Lunar Evolution Analysis Based on Numerical Simulations of Typical Lunar Impact Craters

Abstract

Impact craters are one of the most important landforms on the lunar surface, playing a crucial role in the formation and later evolution of the Moon. For example, as a primary source of remote sensing observations and lunar samples, lunar regolith is predominantly composed of impact ejecta. Based on their morphologies, lunar impact craters with increasing sizes can be classified into simple craters, complex craters, and multiring basins, and they play different roles in lunar evolution. In our study, we conducted numerical simulations of the South Pole-Aitken basin and the Orientale basin on the lunar surface, as well as the Aristarchus complex crater and the Zhinyu simple crater. The resultant effects of them are further analyzed.
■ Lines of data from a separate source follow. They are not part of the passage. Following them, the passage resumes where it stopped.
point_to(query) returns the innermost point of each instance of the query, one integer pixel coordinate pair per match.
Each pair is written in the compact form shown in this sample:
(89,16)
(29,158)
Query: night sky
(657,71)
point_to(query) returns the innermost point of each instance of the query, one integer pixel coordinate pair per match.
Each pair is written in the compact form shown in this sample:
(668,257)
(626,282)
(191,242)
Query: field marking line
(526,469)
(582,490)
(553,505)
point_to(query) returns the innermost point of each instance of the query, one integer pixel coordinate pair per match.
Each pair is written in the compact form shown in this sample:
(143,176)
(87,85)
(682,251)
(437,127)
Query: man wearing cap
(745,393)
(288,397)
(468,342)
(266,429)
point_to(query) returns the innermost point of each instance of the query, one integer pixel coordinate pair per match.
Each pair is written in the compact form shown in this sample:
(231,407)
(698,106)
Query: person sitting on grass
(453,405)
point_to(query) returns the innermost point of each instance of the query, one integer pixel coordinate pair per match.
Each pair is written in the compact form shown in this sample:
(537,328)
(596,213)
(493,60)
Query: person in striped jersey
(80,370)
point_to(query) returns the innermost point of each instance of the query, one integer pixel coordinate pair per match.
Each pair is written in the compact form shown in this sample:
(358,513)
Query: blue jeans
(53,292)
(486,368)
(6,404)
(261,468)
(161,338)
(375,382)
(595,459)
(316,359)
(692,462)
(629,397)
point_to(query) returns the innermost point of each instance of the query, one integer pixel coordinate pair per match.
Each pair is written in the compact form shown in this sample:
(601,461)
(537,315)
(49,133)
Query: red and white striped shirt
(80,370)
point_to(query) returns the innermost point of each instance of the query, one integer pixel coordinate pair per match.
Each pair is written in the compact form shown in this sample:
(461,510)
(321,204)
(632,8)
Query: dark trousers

Because Zhinyu crater is relatively close to the Chang’e-4 landing site, while Aristarchus crater is relatively close to the Chang’e-5 landing site, their simulation results have direct significance for interpreting the corresponding exploration data from both missions. The numerical simulation results demonstrate that the formation of large basins not only affects the subsurface structure within the basin but also significantly disturbs the surrounding geological layers. Complex and simple craters mainly disturb the subsurface layers within the crater, but complex craters can cause uplift of the underlying strata. These impact processes dominate the primary geological framework of the lunar surface, depositing ejecta materials of varying thicknesses from different depths, which has important implications for future sample collection missions. In conclusion, impact processes are one of the primary driving forces in the lunar evolution.